Few researchers today still believe that it is plausible that there is one particular causal (biological, psychological, or social) mechanisms such as serotonin that would be the main driver of depression; to remind you, this is exactly what the serotonin theory of depression claims (folks in the 60s often talked about a “final common biological pathway” for depression). Instead, as we have shown in two recent papers published in the last few months, depression is probably best conceptualized as emerging from a system of biopsychosocial components that interact with each other in complex ways. The role of serotonin in this system deserves further consideration. Here is a brief blurb from our recent work on systems; the two full papers can be found here (Nature Reviews Psychology) and here (Current Directions in Psychological Science).

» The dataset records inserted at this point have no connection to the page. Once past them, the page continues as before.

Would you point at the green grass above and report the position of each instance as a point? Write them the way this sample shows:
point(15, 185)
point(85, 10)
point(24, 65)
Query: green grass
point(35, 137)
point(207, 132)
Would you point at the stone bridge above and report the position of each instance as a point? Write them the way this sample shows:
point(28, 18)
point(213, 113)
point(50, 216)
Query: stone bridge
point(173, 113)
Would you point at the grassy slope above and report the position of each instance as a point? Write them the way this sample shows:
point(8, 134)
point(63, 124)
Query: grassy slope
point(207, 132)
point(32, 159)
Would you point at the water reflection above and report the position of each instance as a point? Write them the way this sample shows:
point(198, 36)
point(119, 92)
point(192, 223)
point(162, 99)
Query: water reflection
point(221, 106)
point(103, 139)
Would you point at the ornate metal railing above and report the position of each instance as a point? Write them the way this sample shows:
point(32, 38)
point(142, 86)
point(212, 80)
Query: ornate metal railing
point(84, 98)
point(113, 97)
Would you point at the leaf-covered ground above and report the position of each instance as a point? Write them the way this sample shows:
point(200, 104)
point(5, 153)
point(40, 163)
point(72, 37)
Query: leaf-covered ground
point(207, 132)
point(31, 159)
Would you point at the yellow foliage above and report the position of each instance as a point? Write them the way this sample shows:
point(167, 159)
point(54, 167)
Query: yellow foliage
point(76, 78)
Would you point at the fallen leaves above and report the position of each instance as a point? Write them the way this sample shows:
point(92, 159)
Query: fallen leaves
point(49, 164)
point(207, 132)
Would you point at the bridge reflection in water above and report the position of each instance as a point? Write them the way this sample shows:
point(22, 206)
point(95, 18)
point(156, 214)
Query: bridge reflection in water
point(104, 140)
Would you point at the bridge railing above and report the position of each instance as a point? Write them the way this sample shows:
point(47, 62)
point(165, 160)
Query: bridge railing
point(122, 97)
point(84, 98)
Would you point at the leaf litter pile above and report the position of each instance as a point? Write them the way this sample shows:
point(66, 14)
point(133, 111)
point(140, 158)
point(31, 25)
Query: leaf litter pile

In the summer of 2019, a scholar I greatly admire was kind enough to lend me his bicycle for a few months, granted I take good care of it. When the bicycle broke down after 3 weeks, I was terribly worried, but reductionism came to the rescue: Bikes can be decomposed into their constituent parts, and fixing all parts at the micro level will restore function at the macro level. But mental disorders are not like bicycles—they are like many other complex systems in nature. Whether a lake is clean or turbid results from interactions of interdependent elements, such as oxygen levels, sunlight exposure, fish, pollution, and so on. Whether my mood while writing this manuscript is anxious or cheerful is the outcome of causal relations among elements of my mood system, including my personality and disposition; the previous night’s sleep; my caffeine consumption; and external influences such as my email inbox. The same applies to mental health states. From a systems perspective, such states result from interactions of numerous biological, psychological, and social features, including specific risk and protective factors, moods, thoughts, behaviors, biological predispositions, and social environments.
UPDATE 1, November 13 2022: I just saw that the Guardian has now changed their original headline from “Study finds first direct evidence” to “Study claims to find first direct evidence” a few days after my blog went live. And it turns out I wasn’t the only one who thought the conclusions draw in the study don’t follow from the evidence.